On Friday, the Supreme Court gave the Justice Department two minor victories in the area of immigration detention. The justices agreed to hear two important cases next term. Earlier in the week, a federal appeals court sided with the administration in the case of Yassir Esam Hamdi, an American citizen now currently held incommunicado as an "enemy combatant."
Combine those recent rulings with the government's clear victories lately in the John Walker Lindh case (all of Lindh's dismissal motions were rejected by a federal judge) and in the Richard Reid case (Reid's efforts to suppress incriminating statements were rejected by another federal judge) and you begin to see a pattern.
Right now, judges are giving the administration the benefit of the doubt. They are affording great deference to the President's war powers under the Constitution and also to the representations made by law enforcement officials and members of the intelligence community who keep testifying, in court and on paper, that draconian measures are necessary in order to prevent future terror attacks.
At the same time, these judges are giving fairly short shrift to the arguments made by civil libertarians.
That is not to say that the judges who have faced terror-law issues recently aren't evaluating the impact the administration's aggressive law enforcement measures are having on constitutional rights and individual liberties. It's just that, right now, the balancing test that judges often apply in these situations are skewing heavily toward the government. That's why the Supreme Court Friday put on hold a lower court ruling that would have opened now-secret immigration and detention hearings to the public.
Sure, the public in normal circumstances would have some right of access to such hearings. But, as the justices are likely to say this fall when they hear and decide the case, these aren't normal times.
The next month or so will tell us much more about how the courts are reacting to the Administration's offensive on the legal front in the war on terror.
In July, U.S. District Judge T.S. Ellis III will have to decide whether Lindh's statements made to military and civilian officials in Afghanistan can be used against him at his trial later this year.
The Hamdi case, whether the alleged "enemy combatant" even may be allowed to see a lawyer, also may come to a head. And U.S. District Judge Leonie Brinkema, who shares a courthouse with Judge Ellis in Alexandria, Virginia, will be required to make a few key decisions in the govermment's terror conspiracy trial of Zacarias Moussaoui. If these events and issues also turn the government's way, and it wouldn't surprise me, we can all update our scorecards from "pattern" to "trend."
Meanwhile, in case you were disappointed that there was only one zany episode in the Moussaoui case this week, fear not. There was at least one other.
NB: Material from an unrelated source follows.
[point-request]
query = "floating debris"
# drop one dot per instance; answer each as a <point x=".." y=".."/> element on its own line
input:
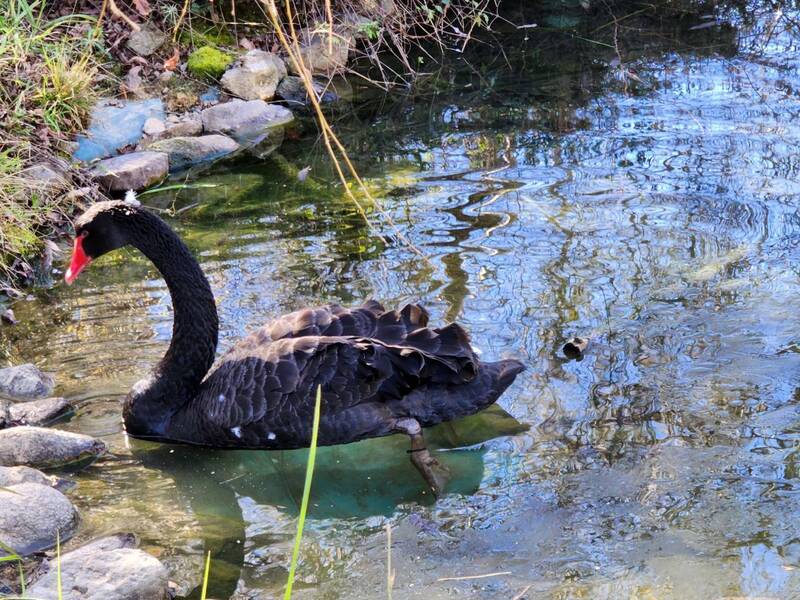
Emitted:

While Moussaoui was confusing everyone in the world with his plea to the revised indictment against him -- for the record the judge entered a "not guilty" plea on the defendant's behalf -- a Texas lawyer named Charles Freeman was filing with Moussaoui's judge a document entitled: "Is this How Alexandria Division Treats its Guests?" In the court paper, straight out of the Jackie Mason School of Captioning.
Freeman essentially told Judge Brinkema that he had no interest in becoming Moussaoui's "stand-by counsel" because "I refuse to be a toothless paper tiger amounting to absolutely no counsel at all."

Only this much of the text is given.